Sweet Potato Soul’s Sweet Potato Pancakes

https://sweetpotatosoul.com/recipes

 

Ingredients

  • 2 Tbsp Ground Flax + 4 Tbsp Water (Or use 1 egg substitute)

  • 1 1/2 cup Whole Spelt Flour

  • 1/3 cup Brown Sugar or Coconut Sugar

  • 1/2 tsp Salt

  • 1 tsp Baking Powder

  • 1/2 tsp Baking Soda

  • 2 tsp Cinnamon

  • 1/4 tsp Nutmeg

  • 1 1/2 cup Soy Milk (or another non-dairy milk)

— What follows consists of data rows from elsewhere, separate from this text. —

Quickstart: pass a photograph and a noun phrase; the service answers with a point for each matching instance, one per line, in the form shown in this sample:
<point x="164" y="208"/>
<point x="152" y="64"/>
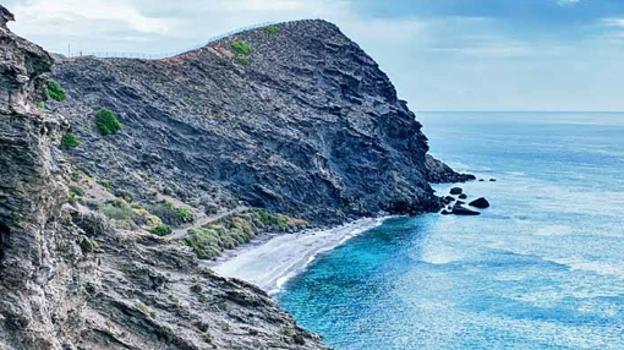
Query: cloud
<point x="567" y="2"/>
<point x="41" y="15"/>
<point x="613" y="22"/>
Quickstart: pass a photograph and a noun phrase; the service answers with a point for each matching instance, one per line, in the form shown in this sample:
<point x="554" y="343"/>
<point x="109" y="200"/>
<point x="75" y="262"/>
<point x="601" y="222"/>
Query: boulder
<point x="480" y="203"/>
<point x="459" y="210"/>
<point x="456" y="190"/>
<point x="447" y="199"/>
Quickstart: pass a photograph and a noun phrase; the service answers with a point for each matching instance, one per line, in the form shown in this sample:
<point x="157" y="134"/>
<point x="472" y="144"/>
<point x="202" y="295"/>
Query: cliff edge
<point x="70" y="280"/>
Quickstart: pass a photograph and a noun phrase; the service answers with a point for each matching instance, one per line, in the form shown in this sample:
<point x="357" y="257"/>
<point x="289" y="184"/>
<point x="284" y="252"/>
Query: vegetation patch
<point x="107" y="122"/>
<point x="241" y="48"/>
<point x="75" y="194"/>
<point x="185" y="215"/>
<point x="272" y="29"/>
<point x="161" y="230"/>
<point x="209" y="241"/>
<point x="132" y="216"/>
<point x="55" y="90"/>
<point x="69" y="140"/>
<point x="171" y="215"/>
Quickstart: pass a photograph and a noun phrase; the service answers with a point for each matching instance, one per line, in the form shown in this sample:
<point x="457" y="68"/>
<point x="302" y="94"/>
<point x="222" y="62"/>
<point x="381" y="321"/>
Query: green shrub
<point x="107" y="122"/>
<point x="75" y="194"/>
<point x="184" y="214"/>
<point x="55" y="90"/>
<point x="161" y="230"/>
<point x="117" y="209"/>
<point x="69" y="140"/>
<point x="241" y="48"/>
<point x="240" y="59"/>
<point x="272" y="29"/>
<point x="106" y="183"/>
<point x="196" y="288"/>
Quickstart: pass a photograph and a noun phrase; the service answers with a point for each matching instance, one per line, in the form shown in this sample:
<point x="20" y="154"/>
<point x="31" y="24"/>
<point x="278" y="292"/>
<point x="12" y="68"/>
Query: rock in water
<point x="448" y="199"/>
<point x="460" y="210"/>
<point x="455" y="191"/>
<point x="480" y="203"/>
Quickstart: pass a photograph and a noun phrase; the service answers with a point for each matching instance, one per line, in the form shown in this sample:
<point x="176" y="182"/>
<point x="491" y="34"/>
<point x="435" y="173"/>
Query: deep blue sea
<point x="543" y="268"/>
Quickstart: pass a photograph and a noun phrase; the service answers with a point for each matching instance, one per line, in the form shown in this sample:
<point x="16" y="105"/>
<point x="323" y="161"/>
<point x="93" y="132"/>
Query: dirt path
<point x="203" y="220"/>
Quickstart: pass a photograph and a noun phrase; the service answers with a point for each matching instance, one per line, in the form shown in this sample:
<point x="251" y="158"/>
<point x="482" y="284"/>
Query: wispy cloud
<point x="567" y="2"/>
<point x="613" y="22"/>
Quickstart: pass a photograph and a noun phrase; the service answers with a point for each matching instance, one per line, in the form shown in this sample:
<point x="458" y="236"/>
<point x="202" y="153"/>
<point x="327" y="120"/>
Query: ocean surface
<point x="543" y="268"/>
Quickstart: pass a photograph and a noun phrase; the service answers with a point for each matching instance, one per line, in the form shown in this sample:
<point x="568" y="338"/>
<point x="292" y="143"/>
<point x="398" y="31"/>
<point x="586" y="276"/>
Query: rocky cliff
<point x="271" y="129"/>
<point x="69" y="280"/>
<point x="294" y="118"/>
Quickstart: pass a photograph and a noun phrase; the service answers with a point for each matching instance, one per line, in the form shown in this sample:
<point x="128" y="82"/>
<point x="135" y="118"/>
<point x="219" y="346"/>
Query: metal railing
<point x="144" y="55"/>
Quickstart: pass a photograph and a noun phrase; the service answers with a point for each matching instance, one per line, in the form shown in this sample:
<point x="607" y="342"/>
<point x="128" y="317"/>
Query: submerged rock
<point x="448" y="199"/>
<point x="480" y="203"/>
<point x="438" y="172"/>
<point x="460" y="210"/>
<point x="456" y="190"/>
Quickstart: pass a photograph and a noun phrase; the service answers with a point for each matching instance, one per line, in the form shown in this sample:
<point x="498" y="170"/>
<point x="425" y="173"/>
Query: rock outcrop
<point x="296" y="119"/>
<point x="69" y="280"/>
<point x="303" y="124"/>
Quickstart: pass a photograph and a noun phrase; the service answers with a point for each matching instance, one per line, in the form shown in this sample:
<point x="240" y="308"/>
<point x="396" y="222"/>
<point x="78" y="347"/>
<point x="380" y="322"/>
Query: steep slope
<point x="295" y="118"/>
<point x="69" y="280"/>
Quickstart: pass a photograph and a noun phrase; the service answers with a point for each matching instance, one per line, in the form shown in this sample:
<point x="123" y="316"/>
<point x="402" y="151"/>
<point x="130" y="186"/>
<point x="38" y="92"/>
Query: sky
<point x="498" y="55"/>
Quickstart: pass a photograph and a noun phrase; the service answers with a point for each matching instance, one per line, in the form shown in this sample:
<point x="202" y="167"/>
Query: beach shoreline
<point x="271" y="260"/>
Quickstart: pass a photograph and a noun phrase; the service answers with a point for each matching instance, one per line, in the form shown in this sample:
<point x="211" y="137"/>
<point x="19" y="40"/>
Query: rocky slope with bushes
<point x="119" y="173"/>
<point x="74" y="278"/>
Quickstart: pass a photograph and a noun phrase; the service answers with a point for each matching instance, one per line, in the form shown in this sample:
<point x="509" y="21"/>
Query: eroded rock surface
<point x="68" y="280"/>
<point x="306" y="125"/>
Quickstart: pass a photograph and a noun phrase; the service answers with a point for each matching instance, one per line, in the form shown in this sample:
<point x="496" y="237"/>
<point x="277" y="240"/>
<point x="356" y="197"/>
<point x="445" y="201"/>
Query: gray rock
<point x="309" y="126"/>
<point x="460" y="210"/>
<point x="456" y="190"/>
<point x="480" y="203"/>
<point x="69" y="280"/>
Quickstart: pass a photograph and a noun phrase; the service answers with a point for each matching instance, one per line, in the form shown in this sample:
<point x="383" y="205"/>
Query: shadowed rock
<point x="460" y="210"/>
<point x="480" y="203"/>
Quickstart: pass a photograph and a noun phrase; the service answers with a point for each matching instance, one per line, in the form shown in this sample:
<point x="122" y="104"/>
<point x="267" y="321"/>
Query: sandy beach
<point x="270" y="263"/>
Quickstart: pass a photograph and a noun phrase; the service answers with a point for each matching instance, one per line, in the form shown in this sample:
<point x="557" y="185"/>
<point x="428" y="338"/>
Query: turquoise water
<point x="543" y="268"/>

  • 1 tsp Apple Cider or White Vinegar

  • 1 tsp Vanilla Extract

  • 1/4 cup + 2 Tbsp Mashed Sweet Potato

  • 2 Tbsp Coconut, Canola, or Grapeseed Oil + more for frying pancakes (or use Earth Balance to fry)

 

Cooking Instructions

  • Combine the flax and water in a large mixing bow to make the flax egg or use an egg substitute.

  • Combine the flour, sugar, salt, baking powder, baking soda, and spices in another large bowl.

  • To the flax egg add the soy milk, vinegar, vanilla, sweet potato, and oil and whisk well, until combined.

  • Stir the wet ingredients into the dry ingredients until fully combined.

  • Preheat a skillet and melt a couple tablespoons of coconut oil on the surface. Ladle some batter onto the skillet (about ½ cup), and fill with as many pancakes as you can comfortably fit.

  • Cook on each side on medium-low heat for about 3 minutes. Flip when the center starts to bubble. Place cooked pancakes onto a clean plate which you can keep warm in the oven at its lowest setting.

  • Complete with the remaining batter.

  • To serve top the pancakes with maple syrup, vegan tempeh bacon, toasted coconut, nuts or seeds.